# Can't Buy Celsius Herbicide in Texas



## gregorywilliams100 (Oct 3, 2017)

I've been wanting to purchase Celsius but whenever I attempt to purchase on line, the site advises that the product cannot be shipped/sold in Texas. What gives?


----------



## Ecks from Tex (Apr 26, 2018)

Are you sure the supplier is not just out of stock? (ie, do your own and that pest solutions website)


----------



## gregorywilliams100 (Oct 3, 2017)

Not as far as I can ascertain. They show to have it in stock, and I have looked at many web-sites. I thought maybe it had something to do with having to be a licensed something or another. If you have been able to purchase, please let me know.


----------



## Cheesetoast (May 1, 2018)

I wasn't able to get it shipped to Texas when I ordered it through Amazon, but I just received my order when I placed it through https://www.lawnandpestcontrolsupply.com/products/celsius-wg-herbicide-10-oz


----------



## Ecks from Tex (Apr 26, 2018)

gregorywilliams100 said:


> Not as far as I can ascertain. They show to have it in stock, and I have looked at many web-sites. I thought maybe it had something to do with having to be a licensed something or another. If you have been able to purchase, please let me know.
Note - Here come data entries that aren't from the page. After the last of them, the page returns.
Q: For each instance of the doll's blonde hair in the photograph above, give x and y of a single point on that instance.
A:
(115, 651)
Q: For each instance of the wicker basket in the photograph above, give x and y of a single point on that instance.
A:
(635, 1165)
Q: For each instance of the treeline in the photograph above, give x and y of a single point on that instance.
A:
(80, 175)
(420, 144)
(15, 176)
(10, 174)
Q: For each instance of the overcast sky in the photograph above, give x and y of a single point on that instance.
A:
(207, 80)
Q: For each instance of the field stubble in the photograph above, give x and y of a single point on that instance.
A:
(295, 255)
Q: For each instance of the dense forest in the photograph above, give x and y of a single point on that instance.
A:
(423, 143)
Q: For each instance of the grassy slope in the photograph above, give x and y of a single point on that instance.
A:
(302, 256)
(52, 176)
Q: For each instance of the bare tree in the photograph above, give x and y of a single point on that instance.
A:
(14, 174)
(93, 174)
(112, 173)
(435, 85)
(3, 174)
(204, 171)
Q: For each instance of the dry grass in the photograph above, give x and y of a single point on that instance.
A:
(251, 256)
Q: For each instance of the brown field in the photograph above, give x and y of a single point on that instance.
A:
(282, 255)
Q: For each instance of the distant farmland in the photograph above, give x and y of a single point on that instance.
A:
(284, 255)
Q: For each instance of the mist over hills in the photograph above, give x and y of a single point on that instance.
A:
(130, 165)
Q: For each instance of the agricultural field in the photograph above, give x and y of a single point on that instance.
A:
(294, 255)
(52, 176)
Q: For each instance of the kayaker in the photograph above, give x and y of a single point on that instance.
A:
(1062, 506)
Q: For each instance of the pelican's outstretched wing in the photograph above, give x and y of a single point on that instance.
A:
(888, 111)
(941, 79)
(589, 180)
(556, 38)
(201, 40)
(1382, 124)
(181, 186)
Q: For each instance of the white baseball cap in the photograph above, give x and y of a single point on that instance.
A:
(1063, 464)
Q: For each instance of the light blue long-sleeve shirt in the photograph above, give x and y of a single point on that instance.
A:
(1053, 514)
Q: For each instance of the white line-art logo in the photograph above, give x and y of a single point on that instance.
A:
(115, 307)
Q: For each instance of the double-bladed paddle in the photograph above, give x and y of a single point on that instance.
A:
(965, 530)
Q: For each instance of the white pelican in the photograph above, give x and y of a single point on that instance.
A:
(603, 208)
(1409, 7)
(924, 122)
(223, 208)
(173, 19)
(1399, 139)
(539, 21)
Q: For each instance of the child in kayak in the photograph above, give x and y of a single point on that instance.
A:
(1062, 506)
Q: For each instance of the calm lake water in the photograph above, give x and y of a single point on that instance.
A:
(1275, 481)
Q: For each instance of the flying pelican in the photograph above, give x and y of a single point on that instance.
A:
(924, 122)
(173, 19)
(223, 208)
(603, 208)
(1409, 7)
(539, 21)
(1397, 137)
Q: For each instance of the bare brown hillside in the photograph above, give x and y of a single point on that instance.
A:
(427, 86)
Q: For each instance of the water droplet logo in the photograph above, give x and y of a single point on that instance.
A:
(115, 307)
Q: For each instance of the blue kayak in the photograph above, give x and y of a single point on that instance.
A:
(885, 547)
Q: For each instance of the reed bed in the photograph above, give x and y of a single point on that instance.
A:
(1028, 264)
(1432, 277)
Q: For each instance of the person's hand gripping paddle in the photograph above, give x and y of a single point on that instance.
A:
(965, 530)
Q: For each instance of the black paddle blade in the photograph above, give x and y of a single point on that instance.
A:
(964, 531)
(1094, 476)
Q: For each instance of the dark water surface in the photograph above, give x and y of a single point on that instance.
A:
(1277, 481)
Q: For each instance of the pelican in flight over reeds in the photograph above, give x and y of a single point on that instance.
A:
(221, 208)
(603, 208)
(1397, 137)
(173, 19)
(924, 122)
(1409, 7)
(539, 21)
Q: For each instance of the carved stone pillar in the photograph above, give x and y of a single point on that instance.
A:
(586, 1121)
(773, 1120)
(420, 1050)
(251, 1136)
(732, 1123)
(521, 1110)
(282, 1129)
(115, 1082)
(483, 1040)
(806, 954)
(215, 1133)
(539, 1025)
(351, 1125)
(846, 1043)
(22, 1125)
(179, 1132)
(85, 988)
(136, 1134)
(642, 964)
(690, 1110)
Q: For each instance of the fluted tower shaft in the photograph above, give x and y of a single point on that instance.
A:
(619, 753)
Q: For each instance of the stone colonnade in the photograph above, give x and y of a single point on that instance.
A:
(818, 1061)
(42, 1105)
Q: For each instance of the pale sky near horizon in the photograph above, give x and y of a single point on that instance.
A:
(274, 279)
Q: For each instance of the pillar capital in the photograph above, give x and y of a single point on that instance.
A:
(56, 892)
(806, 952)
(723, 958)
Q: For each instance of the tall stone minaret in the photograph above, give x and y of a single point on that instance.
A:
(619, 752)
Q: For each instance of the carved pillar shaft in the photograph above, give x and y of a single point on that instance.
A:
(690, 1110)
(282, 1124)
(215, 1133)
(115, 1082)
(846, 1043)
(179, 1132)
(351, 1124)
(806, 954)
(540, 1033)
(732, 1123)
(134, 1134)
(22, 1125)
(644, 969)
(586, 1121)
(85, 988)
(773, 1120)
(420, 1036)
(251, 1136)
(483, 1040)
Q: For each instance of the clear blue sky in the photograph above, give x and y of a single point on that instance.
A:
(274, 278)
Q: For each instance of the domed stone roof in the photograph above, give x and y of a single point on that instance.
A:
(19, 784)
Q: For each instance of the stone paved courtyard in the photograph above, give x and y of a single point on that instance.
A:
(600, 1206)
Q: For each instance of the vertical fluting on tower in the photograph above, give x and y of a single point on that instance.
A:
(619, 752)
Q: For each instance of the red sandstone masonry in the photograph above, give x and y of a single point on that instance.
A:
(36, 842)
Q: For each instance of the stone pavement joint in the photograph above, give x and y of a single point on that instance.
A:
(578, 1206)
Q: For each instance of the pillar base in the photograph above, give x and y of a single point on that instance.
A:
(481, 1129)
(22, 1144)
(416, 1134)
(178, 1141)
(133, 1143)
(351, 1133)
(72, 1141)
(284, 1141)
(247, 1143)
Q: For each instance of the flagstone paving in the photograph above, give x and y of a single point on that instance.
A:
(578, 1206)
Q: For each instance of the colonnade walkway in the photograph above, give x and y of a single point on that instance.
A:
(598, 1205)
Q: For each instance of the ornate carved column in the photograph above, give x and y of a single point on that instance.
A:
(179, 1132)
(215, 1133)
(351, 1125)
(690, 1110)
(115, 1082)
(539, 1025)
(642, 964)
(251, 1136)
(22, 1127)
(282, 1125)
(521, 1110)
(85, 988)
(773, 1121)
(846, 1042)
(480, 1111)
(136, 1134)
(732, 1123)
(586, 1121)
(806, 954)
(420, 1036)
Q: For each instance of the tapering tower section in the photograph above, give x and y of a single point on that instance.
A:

I am having to re-up on Celsius and Blindside and experienced the same thing. Doyourown website says Celsius is out of stock. I was not sure why it could not ship to my location, but I just went to another reputable site and found some. I actually just ordered Celsius from a seller on Ebay; they had it marked down to $99.


----------



## gardencityboy (Mar 8, 2018)

I recently bought it from here. No issues shipping to TX https://www.lawnandpestcontrolsuppl...bIARaNV5m-5G1peUoIAm_M1pGSBPbV4caAoUsEALw_wcB


----------



## gregorywilliams100 (Oct 3, 2017)

"Cheesetoast," thanks much for the link. Case closed, purchased and shown as accepted!


----------



## gregorywilliams100 (Oct 3, 2017)

"Gardencityboy," just bought it from the place you linked, thanks.


----------



## Llano Estacado (Jul 18, 2017)

My local SiteOne has it as of yesterday. I think its an Amazon issue because I ran into it yesterday as well.


----------



## rhanna (Jun 7, 2017)

Ecks from Tex said:


> gregorywilliams100 said:
> 
> 
> > Not as far as I can ascertain. They show to have it in stock, and I have looked at many web-sites. I thought maybe it had something to do with having to be a licensed something or another. If you have been able to purchase, please let me know.
> ...


I purchased a bottle on ebay a couple of weeks ago and the seller shipped it in a regular envelop. The package was very damaged and USPS had to seal it in some kind of ziplock bag. It didn't seem to effect the bottle thankfully. 
I ended up spraying my yard yesterday and noticed May 2017 on the bottle. I tried to ask in another thread what that date meant because it looks like to me that they sold me old Celsius and I'm sure this stuff has a shelf life.


----------